Directed by Gillian Armstrong, starring Cate Blanchett, Billy Crudup, Michael Gambon, Rupert Penry-Jones and James Fleet.
Adapted from the novel by Sebastian Faulks, 'Charlotte Gray' sees Cate Blanchett playing a young Scottish woman who risks her life for some RAF toff, in an adaptation that is often confused as to whether it's a love story set in wartime, or a war story with a love angle.
The film starts with the eponymous heroine being invited to a publishing party by a fellow train-traveller. At the party two things happen; the idea of working as a government intelligence agent is planted in her head, and she meets dashing young RAF pilot Peter Gregory. After a brief but intense love tryst with the pilot, Gray promises to wait for his return from military duty in France. But this is wartime, and pilots are targets. When she discovers that her lover has been shot down in France, Gray resolves to find him. At this point, the most glaring criticism of 'Charlotte Gray' lies in its failure to provide any real sense of placement or entrée into the characters' lives. It comes across as just a brief snapshot in time, and it is this failure to provide a strong character foundation that fatally undermines 'Charlotte Gray'.
Having lost her heart to Gregory, Gray decides to join the Special Operations Executive, an intelligence division which trains young men and women to work as couriers and agents behind enemy lines. Yet, although Charlotte's urge to go to France is borne out on her desire to locate Greogry, the film pays only lip service to the pilot from now on, and instead focuses on Gray's increasing involvement with a band of resistance fighters in the south of France. The humanity of the wartime story is anchored in Gray's role as surrogate guardian to two Jewish boys whose parents have been arrested by the Gestapo. And as the stakes rise, she must do the obligatory soul-searching and reconcile the incongruous paths of heart and head.
The main problem with 'Charlotte Gray' is that it simply never sparks into life. As you would expect, it looks sumptuous and it's technically efficient; but someone must take the fall. That someone is director Gillian Armstrong. Even at crucial points of the narrative, she never succeeds in elevating the thrill factor above 'mildly diverting', while the romance of the piece is hardly of 'Gone With The Wind' vintage. Admittedly, she is failed by a script that is only fitfully engaging, but Armstrong never gets to grips with the main character, with the result that you admire Gray, but you never feel any empathy or great concern for her.

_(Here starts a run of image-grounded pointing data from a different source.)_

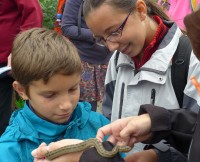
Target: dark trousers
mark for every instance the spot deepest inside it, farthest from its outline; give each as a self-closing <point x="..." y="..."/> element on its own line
<point x="6" y="91"/>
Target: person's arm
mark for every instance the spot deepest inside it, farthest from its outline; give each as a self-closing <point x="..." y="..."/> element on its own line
<point x="176" y="126"/>
<point x="70" y="22"/>
<point x="31" y="14"/>
<point x="154" y="124"/>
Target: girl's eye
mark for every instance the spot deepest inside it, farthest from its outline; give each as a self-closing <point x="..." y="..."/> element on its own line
<point x="73" y="89"/>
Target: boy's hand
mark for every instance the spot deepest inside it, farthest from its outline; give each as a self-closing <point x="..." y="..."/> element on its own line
<point x="39" y="153"/>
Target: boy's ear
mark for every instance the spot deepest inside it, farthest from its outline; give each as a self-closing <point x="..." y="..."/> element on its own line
<point x="20" y="90"/>
<point x="141" y="8"/>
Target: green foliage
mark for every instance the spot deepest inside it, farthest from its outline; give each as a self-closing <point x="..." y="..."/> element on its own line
<point x="49" y="10"/>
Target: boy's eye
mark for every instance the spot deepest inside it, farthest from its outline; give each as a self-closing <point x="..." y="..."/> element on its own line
<point x="49" y="95"/>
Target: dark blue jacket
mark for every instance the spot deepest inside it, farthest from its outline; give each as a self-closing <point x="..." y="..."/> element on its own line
<point x="89" y="51"/>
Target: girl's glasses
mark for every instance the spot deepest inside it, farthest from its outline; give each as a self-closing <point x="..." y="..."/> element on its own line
<point x="114" y="36"/>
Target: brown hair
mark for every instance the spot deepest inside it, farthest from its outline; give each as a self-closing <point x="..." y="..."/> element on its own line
<point x="152" y="7"/>
<point x="40" y="53"/>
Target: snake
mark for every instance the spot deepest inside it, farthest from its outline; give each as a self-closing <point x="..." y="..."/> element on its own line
<point x="92" y="142"/>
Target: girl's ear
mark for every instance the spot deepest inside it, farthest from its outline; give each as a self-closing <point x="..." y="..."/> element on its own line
<point x="20" y="90"/>
<point x="141" y="8"/>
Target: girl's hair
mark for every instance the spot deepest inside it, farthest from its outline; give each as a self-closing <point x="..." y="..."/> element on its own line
<point x="40" y="53"/>
<point x="152" y="7"/>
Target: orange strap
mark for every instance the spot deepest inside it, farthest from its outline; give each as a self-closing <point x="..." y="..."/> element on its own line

In the title role, Cate Blanchett gives her usual accomplished turn, even though her Scottish accent can only be described as erratic. Ultimately, this will never be cited as the pinnacle of her CV, but Blanchett's range is such that she can paper over the cracks better than most. Elsewhere, Michael Gambon is as dependable as ever, while Billy Crudup further showcases his versatility as the main local resistance leader, Julien Levade.
Armstrong has said the character of Charlotte Gray "offers the best role I've read for a woman in 15 years". Well, maybe on paper, but there's no way this character will be remembered as one of the outstanding screen heroines of the past five years, never mind 15. There's an adaptation of Faulks' best-loved book, 'Birdsong', on the way. Wait for that.